Further, the bill addresses the CAP's long-held concerns that quality initiatives were designed for office-based physicians and do not capture the many contributions pathologists add to patient care and the health system.
"Our main concern in this reform is not ending up with a one-size-fits-all solution to issues like the VBM, value-based purchasing, and meaningful use issues," reinforced Kwass. "Not all physicians practice the same. Some specialties deal in laboratory information systems and interface and populate electronic health records. We shouldn't be penalized for not having an electronic health system as defined by the government because it can simply be a system we don't work in. We work electronically and did so well before the EHR. Our practice nuances need to be recognized. A provision in the permanent bill would allow the Secretary of Health and Human Services alternative methods for judging value."
Finding the Funding
The repeal of the SGR elimination last year came down to funding. The kick-the-can-down-the-road mentality has made elimination an increasingly expensive proposition.
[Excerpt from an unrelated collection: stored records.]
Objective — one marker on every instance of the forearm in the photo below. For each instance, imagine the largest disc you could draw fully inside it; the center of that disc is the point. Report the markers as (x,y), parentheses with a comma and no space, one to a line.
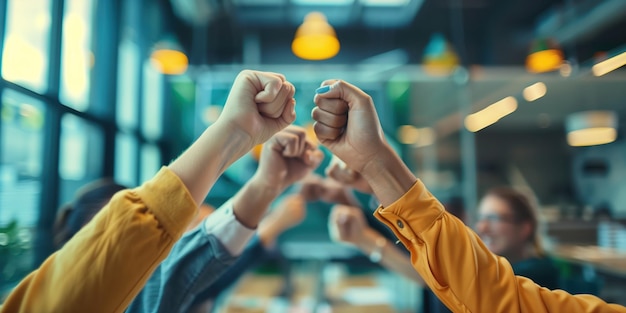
(252,201)
(392,257)
(205,160)
(388,176)
(462,271)
(113,255)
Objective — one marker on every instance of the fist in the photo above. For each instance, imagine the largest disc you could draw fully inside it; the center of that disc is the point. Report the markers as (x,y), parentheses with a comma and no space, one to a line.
(346,122)
(258,105)
(337,170)
(288,157)
(347,224)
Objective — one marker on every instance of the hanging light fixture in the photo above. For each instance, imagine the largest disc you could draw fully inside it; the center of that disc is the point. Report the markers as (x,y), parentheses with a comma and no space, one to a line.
(590,128)
(168,57)
(545,56)
(315,39)
(439,57)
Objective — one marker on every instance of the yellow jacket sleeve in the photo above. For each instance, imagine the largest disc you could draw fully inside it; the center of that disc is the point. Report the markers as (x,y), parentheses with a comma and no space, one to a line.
(460,269)
(105,265)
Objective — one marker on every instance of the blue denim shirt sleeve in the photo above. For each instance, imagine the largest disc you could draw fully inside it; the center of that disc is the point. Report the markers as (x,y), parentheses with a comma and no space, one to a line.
(194,264)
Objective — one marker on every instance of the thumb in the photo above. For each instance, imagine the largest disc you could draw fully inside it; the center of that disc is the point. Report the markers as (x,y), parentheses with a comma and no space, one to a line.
(345,225)
(267,86)
(339,89)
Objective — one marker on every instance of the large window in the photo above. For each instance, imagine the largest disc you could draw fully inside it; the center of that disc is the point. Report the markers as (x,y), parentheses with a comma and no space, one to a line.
(25,55)
(77,58)
(126,148)
(78,104)
(20,182)
(81,154)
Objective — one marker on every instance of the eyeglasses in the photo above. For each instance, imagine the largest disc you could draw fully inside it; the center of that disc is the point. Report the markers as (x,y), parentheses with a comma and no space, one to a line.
(496,218)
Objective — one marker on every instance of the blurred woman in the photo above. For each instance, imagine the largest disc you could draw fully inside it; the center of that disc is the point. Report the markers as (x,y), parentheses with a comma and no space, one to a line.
(508,225)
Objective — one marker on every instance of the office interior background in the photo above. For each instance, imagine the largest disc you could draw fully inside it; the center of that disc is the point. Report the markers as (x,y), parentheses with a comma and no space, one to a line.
(472,93)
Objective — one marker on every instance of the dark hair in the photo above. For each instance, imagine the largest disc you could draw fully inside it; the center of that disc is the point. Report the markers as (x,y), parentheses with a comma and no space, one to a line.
(455,206)
(523,211)
(88,201)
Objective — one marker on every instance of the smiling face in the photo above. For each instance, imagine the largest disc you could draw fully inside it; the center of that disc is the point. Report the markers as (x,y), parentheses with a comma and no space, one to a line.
(500,229)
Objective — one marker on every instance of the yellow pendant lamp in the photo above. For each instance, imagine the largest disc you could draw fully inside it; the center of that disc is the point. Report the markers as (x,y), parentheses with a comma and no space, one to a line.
(439,57)
(545,56)
(168,57)
(315,39)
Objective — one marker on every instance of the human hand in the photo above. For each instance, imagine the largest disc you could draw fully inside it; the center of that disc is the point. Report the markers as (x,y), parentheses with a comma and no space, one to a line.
(316,188)
(347,224)
(347,123)
(258,105)
(337,170)
(287,157)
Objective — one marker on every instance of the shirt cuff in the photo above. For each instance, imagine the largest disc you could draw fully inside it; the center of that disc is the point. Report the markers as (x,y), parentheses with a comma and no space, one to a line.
(229,231)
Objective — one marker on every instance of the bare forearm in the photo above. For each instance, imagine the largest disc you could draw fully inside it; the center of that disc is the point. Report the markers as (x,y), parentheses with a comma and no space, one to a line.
(388,176)
(252,201)
(207,158)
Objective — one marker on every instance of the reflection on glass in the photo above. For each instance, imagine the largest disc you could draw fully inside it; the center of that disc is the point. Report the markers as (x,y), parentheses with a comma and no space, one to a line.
(152,114)
(126,159)
(150,161)
(81,155)
(25,55)
(127,84)
(22,129)
(76,57)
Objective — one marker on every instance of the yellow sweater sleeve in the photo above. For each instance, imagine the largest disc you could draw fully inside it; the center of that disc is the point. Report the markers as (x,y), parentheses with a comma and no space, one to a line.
(105,265)
(460,269)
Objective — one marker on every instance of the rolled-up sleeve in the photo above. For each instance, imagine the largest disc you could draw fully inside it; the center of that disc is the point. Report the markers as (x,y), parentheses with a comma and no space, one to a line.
(461,270)
(195,263)
(105,265)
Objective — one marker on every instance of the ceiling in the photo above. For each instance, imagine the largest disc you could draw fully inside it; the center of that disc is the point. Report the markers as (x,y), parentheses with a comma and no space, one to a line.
(485,32)
(492,37)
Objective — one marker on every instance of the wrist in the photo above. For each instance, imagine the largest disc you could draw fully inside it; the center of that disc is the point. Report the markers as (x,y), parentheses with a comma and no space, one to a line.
(239,141)
(374,246)
(262,184)
(368,240)
(388,176)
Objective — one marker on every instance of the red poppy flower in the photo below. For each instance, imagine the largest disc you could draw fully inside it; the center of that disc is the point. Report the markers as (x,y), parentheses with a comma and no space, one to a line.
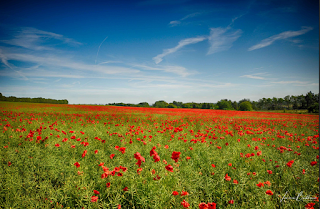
(184,193)
(175,193)
(212,205)
(156,158)
(260,184)
(185,204)
(175,156)
(289,164)
(269,192)
(139,169)
(84,153)
(310,205)
(77,164)
(203,205)
(94,199)
(313,163)
(169,168)
(227,178)
(153,151)
(122,149)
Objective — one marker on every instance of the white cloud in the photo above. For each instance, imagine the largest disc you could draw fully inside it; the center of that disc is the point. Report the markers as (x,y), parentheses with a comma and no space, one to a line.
(283,35)
(179,70)
(220,40)
(32,38)
(66,63)
(174,23)
(181,44)
(178,22)
(253,76)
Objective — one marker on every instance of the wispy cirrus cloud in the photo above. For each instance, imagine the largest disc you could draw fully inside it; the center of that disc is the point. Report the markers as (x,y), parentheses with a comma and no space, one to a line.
(253,77)
(53,61)
(179,70)
(178,22)
(34,39)
(181,44)
(221,39)
(281,36)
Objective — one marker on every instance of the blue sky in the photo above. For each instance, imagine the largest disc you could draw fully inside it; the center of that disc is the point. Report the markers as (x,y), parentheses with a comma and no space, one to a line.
(98,52)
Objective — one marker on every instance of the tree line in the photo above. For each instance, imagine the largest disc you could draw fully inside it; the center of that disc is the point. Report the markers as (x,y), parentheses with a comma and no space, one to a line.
(32,100)
(310,101)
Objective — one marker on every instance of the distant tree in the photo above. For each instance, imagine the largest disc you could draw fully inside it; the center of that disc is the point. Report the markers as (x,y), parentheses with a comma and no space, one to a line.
(280,103)
(224,105)
(254,105)
(245,106)
(171,105)
(178,104)
(143,104)
(160,104)
(314,108)
(196,105)
(186,105)
(235,105)
(287,101)
(310,99)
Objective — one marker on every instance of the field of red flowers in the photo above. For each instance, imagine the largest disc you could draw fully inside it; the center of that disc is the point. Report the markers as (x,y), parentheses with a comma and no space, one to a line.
(72,156)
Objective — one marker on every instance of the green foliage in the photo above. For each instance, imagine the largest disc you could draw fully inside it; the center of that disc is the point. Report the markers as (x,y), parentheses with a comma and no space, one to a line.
(172,106)
(314,108)
(245,106)
(44,176)
(160,104)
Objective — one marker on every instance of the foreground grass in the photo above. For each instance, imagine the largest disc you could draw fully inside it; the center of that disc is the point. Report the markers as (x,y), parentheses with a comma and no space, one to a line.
(37,173)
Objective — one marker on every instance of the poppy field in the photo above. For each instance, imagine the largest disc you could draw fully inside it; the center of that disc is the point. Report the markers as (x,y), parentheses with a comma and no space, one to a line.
(81,156)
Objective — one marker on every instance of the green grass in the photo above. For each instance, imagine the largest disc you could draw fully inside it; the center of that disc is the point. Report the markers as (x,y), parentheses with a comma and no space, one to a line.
(42,175)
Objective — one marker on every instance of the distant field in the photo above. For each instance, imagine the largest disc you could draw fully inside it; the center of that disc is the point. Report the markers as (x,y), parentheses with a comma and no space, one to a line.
(81,156)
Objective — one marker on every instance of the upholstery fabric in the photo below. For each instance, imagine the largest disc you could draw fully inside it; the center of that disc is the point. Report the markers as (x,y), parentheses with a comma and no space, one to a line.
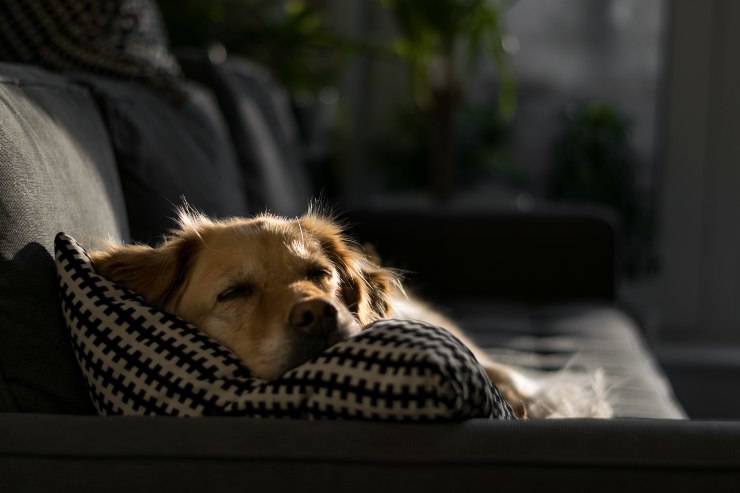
(119,38)
(257,111)
(56,171)
(82,454)
(581,336)
(138,360)
(167,153)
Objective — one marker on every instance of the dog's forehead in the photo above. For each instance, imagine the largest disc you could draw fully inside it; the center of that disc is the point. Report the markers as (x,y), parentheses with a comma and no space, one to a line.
(263,240)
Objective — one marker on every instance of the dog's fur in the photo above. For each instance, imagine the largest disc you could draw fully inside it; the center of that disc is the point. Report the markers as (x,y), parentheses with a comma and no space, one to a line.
(279,291)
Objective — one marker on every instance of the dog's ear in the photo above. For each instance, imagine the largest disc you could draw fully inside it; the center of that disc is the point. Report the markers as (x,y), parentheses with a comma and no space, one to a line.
(156,273)
(366,287)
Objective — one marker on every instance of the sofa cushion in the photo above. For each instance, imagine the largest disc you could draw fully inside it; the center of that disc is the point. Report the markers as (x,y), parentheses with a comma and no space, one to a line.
(120,38)
(56,172)
(139,360)
(580,336)
(262,125)
(168,151)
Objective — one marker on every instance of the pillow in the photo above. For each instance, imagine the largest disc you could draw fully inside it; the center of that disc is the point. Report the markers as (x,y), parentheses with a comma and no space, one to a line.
(138,360)
(120,38)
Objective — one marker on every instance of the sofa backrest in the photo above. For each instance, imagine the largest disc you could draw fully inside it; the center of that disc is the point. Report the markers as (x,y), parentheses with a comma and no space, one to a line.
(169,148)
(263,129)
(57,173)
In 2005, it would've cost less than $50 billion to repeal. In 2014, the estimate from the Congressional Budget Office and non-partisan Joint Committee on Taxation was $138.4 billion over 10 years.
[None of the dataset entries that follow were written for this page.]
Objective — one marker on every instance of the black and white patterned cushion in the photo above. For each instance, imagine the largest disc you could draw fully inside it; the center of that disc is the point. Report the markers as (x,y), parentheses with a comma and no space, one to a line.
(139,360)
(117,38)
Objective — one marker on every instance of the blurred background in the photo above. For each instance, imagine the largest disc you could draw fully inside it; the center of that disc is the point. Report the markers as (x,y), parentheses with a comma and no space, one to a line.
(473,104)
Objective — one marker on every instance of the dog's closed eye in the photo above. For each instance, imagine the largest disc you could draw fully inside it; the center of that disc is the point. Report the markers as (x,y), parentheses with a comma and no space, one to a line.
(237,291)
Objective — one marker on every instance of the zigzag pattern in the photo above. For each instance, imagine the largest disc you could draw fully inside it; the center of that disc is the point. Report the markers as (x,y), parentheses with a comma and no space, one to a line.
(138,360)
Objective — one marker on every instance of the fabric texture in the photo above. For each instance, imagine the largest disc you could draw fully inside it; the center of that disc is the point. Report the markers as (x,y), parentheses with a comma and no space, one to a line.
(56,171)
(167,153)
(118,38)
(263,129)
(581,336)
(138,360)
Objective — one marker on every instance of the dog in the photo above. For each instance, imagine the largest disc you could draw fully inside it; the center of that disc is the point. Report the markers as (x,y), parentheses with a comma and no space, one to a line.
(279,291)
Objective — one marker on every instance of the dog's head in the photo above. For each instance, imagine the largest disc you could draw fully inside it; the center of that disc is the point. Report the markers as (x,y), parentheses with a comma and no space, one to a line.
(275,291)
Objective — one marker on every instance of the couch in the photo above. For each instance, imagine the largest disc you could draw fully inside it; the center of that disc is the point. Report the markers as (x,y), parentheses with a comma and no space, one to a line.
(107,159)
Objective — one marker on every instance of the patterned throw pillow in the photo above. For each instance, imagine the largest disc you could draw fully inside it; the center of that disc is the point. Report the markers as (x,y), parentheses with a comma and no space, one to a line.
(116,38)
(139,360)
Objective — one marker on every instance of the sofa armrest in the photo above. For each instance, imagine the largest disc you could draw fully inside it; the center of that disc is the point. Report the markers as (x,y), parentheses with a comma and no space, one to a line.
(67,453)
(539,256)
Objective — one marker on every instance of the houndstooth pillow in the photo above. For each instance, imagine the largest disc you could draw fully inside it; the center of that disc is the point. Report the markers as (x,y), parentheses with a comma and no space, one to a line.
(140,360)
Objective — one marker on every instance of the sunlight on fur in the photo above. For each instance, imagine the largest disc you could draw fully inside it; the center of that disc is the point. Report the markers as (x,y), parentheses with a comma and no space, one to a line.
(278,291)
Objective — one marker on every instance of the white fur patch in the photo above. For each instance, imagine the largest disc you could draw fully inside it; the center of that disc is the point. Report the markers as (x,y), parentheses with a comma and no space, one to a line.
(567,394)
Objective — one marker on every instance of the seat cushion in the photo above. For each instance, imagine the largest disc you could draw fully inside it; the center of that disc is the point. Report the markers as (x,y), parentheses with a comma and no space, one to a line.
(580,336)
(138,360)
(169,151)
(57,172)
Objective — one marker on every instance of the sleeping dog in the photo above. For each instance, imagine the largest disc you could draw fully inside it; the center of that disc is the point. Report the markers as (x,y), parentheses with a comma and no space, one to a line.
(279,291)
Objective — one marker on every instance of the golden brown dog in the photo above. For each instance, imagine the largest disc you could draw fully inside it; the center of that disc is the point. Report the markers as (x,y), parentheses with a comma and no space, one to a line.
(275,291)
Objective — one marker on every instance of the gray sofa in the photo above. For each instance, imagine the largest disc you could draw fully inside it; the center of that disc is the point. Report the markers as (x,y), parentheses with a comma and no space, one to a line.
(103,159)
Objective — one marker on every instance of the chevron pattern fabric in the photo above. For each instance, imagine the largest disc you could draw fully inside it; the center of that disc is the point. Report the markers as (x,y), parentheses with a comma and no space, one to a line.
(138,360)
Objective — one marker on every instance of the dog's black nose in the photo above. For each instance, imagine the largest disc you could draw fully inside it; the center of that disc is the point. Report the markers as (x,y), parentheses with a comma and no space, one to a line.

One Democratic proposal endorsed by the American Medical Association entailed using the Overseas Contingency Fund to offset the repeal. Significantly more spending for U.S. forces in Iraq and Afghanistan is allotted than is projected to actually occur. Other bids offered included changes to the Medicare Part D rebate program and reducing the market exclusivity period for biologics, combining Medicare Part A and Part B deductibles, overhauling MediGap, increasing the amount higher-income beneficiaries pay for Part B coverage or raising the Medicare eligibility age. All of these options raise opposition from one side of the political aisle, not to mention the American public, so Kwass thinks the most realistic time frame is during the lame duck session after the mid-term elections.
"CAP is agnostic as far as a pay-for," he commented. "We do offer the repeal of the in-office exception for services as part of the pay-for. As an organization, we encourage our members to be in communication with their representatives in Congress. Hopefully, the legislators will listen."